I realized then for a moment that this giant being-for whom all glory, as the Apostle said, fit in a grain of corn -was a man who inspired dreams, because he had first been able to wage immense battles in our real world.

Five years later, in a letter he sent for me on June 10, Fidel, a fighter with his feet very much on the ground, reminded me again that reality is the first to impose the pace, and that the pulsations of the world are marked by no poetic figures: "The question we must all ask ourselves," Fidel had written, "is whether our behavior and our goals are reconcilable with the laws of nature and the fruits of human intelligence."

He said, almost a decade ago: "Dozens of news come daily on the food crisis, energy and raw material prices, climate change and other interrelated problems.

«(...) Today the abacus is not used to make calculations, as it was when the first socialist revolution broke out 90 years ago. Along with nuclear, chemical, biological and electromagnetic weapons, science developed computers. Two days ago the US press reported on a large military computer capable of making billions calculations per second.

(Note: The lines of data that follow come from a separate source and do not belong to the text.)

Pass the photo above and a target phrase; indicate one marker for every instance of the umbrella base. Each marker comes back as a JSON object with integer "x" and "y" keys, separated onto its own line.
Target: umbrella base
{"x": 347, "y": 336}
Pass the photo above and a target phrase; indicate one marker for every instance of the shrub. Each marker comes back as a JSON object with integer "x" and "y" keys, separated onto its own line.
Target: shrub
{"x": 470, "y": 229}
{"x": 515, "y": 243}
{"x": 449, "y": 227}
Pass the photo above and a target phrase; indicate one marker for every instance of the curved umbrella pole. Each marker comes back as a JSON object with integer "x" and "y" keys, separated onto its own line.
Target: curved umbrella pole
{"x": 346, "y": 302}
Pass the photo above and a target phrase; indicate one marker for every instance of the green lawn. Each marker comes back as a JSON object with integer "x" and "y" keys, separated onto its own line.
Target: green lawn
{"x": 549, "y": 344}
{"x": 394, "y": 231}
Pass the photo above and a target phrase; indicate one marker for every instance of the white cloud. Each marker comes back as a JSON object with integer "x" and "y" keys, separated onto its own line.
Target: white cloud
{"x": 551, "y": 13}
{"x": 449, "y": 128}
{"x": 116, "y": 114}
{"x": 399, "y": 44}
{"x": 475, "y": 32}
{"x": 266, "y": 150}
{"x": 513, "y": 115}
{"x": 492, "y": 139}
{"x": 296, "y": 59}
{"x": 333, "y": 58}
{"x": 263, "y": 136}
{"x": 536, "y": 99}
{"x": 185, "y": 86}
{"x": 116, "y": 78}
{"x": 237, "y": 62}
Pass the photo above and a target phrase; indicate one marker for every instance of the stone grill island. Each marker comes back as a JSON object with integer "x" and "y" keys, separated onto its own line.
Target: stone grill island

She was baptized with the name of a bird from the state of New Mexico, "Correcaminos"; In English, Roadrunner. Its cost was 133 million dollars. The report added that "if the six billion people on the planet used their personal computers all the time, it would take them 46 years to do the calculations Roadrunner can do on a working day."

"These are figures, my dear Alina, which overflow the imagination and force me to use in this letter the non-literary data it contains."

"(...) I think that in the present world the principles of socialism should be applied already; Then it would be too late."

I keep dreaming, like any of my peers. At this point in my life, however, I know that my desire for beauty - dream and legitimate right that I will always want for the island I was born and raised in - is behind, or under, difficult deliveries, very hard battles, sometimes nothing beautiful.

In making that saving distinction between the indispensable horizons and the real world that has to be changed, Fidel's mastery left teachings that must not be forgot.